Monitoring and Observability


Published on January 29, 2024 by David Wardlaw

6 min READ

In this post I am going to talk about monitoring and observability.

Now what are monitoring and observability?

Monitoring is defined as…..

"to watch and check a situation carefully for a period of time in order to discover something about it"

From <https://dictionary.cambridge.org/dictionary/english/monitoring>

Observability is defined as…..

"to watch carefully the way something happens or the way someone does something, especially in order to learn more about it"

From <https://dictionary.cambridge.org/dictionary/english/observe?q=Observing>

So the main difference between the 2 is that one is around checking to discover something whilst the other is about watching something in order to learn more about it.

Why are both important?

They are both important as they can tell us different things about a system and can provide us with information that can feed into decisions and actions that can be made both now and in the future to improve software quality as well as improve testing.

Monitoring

I will use my hobby of photography as an example. Now Common Kingfishers are birds that are found in the UK and they sit on branches (as well as other things) not too high above  the water watching and waiting for a fish. When they spot a fish,  they dive into the water to try and catch it.  Now during lockdown I set myself a challenge of getting a picture of a Kingfisher on a branch. Now down at  my local rover there was a particular branch that a kingfisher would sit on. I started to monitor this branch, and this involved every time I went down there I would make a note of the time when I saw the Kingfisher on the branch.

Now this was great, I could look for patterns to understand when the kingfisher was more likely to be on the branch so I could try and get the photo that I wanted. This was great but in It didn’t tell me the whole story. This is where Observability comes in….

Observability

Observability enables you to learn more about something. Going back to my Kingfisher example, by observing it I was able to learn more about it and was even able to predict when it would fly on to the branch. Monitoring was great as I had an idea of the times it would more than likely be on the branch but it did not tell me what led it to land on the branch. By observing its behaviour I was able to learn its pattern of flying to the branch from 1 of 2 locations. I also learnt that if someone raised there camera just as it was about to land it would fly off and not come back for a good 10 minutes. So by observing the Kingfisher I could get predict when it would land on the branch and this in turn enabled me to have a better chance of getting the picture I wanted. For example, if I knew it was going to fly onto the branch from location 1 I could raise my camera ready to take the shot when it was at location 1 rather than waiting for it top land, which would usually result in it flying off when I raised my camera.

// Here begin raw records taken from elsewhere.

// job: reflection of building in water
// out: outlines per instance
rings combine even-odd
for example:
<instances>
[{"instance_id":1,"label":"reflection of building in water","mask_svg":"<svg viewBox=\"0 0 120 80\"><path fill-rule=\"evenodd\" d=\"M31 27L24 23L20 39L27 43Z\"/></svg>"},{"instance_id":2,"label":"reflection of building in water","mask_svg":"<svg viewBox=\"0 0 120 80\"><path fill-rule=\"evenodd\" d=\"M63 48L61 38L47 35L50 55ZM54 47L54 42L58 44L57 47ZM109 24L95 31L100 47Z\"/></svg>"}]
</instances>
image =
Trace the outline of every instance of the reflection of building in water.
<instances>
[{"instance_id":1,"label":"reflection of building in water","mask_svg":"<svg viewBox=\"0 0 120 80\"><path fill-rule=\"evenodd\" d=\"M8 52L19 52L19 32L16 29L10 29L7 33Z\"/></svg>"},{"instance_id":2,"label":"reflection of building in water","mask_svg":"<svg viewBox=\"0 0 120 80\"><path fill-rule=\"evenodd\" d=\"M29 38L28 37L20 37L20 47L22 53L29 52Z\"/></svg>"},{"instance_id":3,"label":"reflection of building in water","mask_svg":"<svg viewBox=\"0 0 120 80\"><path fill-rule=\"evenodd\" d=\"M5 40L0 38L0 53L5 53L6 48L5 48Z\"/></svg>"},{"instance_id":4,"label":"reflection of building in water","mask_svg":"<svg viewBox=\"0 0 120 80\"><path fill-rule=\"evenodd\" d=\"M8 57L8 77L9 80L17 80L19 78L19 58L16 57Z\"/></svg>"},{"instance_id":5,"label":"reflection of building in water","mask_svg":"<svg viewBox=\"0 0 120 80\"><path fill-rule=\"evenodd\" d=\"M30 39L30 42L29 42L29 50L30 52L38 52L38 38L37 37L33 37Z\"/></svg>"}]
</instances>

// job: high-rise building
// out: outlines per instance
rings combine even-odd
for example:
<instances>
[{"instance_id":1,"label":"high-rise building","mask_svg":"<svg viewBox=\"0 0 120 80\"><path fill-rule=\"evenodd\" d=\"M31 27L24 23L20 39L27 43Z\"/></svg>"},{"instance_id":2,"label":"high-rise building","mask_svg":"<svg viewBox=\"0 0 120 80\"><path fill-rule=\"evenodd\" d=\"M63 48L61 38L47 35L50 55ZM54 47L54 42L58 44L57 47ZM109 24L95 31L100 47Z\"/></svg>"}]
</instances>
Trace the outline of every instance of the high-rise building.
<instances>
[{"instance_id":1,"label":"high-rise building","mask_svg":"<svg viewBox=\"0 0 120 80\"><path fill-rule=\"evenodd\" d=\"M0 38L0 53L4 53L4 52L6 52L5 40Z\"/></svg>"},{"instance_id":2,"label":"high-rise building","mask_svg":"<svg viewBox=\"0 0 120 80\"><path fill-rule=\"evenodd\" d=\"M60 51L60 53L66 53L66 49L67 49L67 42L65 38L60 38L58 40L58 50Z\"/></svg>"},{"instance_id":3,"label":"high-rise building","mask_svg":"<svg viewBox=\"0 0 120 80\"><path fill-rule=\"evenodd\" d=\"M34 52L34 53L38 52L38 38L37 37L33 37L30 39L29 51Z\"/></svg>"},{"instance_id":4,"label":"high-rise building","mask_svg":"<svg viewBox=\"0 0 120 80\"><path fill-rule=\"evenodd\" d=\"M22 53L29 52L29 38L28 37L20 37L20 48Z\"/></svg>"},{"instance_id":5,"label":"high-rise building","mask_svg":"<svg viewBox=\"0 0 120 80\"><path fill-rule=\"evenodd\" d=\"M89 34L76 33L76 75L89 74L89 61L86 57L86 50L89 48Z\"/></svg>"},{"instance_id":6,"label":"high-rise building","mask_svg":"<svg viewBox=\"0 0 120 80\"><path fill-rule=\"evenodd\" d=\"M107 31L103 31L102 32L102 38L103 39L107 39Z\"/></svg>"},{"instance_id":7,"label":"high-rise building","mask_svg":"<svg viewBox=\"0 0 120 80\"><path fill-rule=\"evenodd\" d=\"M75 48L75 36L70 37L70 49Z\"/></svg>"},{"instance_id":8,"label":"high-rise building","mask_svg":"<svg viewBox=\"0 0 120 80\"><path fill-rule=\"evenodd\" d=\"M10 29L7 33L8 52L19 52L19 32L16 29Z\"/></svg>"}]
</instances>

This is all great but how does this relate to software development…..

Software Development

Well by monitoring and observing we can change what we do both now and in the future based upon the feedback from our monitoring and observing. This could range from fixing a bug that a customer doesn’t know about to turning off a feature if our users are not using it. But the key thing is that we make changes to the software that benefits our users.

Monitoring and observability are linked and you need to observe to understand what the monitoring is telling you.

For example, lets' say you have added a feature that presents a page prior to checkout for an e-commerce site that makes suggestions of other things the user may want to add to their basket before they go to the checkout.

Through monitoring you monitor how many people are adding something that has been suggested to them to their basket. You discover that hardly anyone is adding something that has been suggested to them. So you start to observe how the users are using the system to see if that will tell you anything. This will help you find the why. You find out that users are using a quick checkout option that skips this page and takes them straight to the checkout. Great, so now you understand why the feature is not being used by observing how the users use the system. Monitoring told you the what and the observing told you the why. Off of the back of this you can make a decision, you may decide to remove the feature or change the flow of the site.

Monitoring is more of a way to bring to your attention things going on in the system that you may care about and need to investigate further. Observability is something that can be used to drive change in your system to improve its quality. Now you can have observability without monitoring and visa vera but that’s like having Fish without chips. You can have it but it kinda doesn’t make sense….

Thought and Planning

Now monitoring and observability are not things you can just tac onto the end of feature development. They require thought and planning early on. You need to answer questions like:

Monitoring

What would be valuable to monitor? 

Why? 

How? 

Who will track what we are monitoring?

Who will collate the results?

How will we communicate what is being monitored?

What do we need to observe should we wish to investigate further?

 Observability

What do we need to observe for what we are monitoring?

How will we observe?

How will this link to what we are monitoring?

Who will collate the results?

How will we communicate what is being observed?

Who will we share these observations with?

How Observability can drive change?

Sometimes it is difficult to get feedback from users. Asking them about how they use the system can be a futile process. But by adding observability you can get that information first hand. You can actually see what the user is doing rather than them telling you what they did (Or what they thought they did). What you observe can feed into future roadmap discussions about the product as well as what changes to features or new features may be needed. This can drive change which in turn can drive added value to your users which in turn will help the business.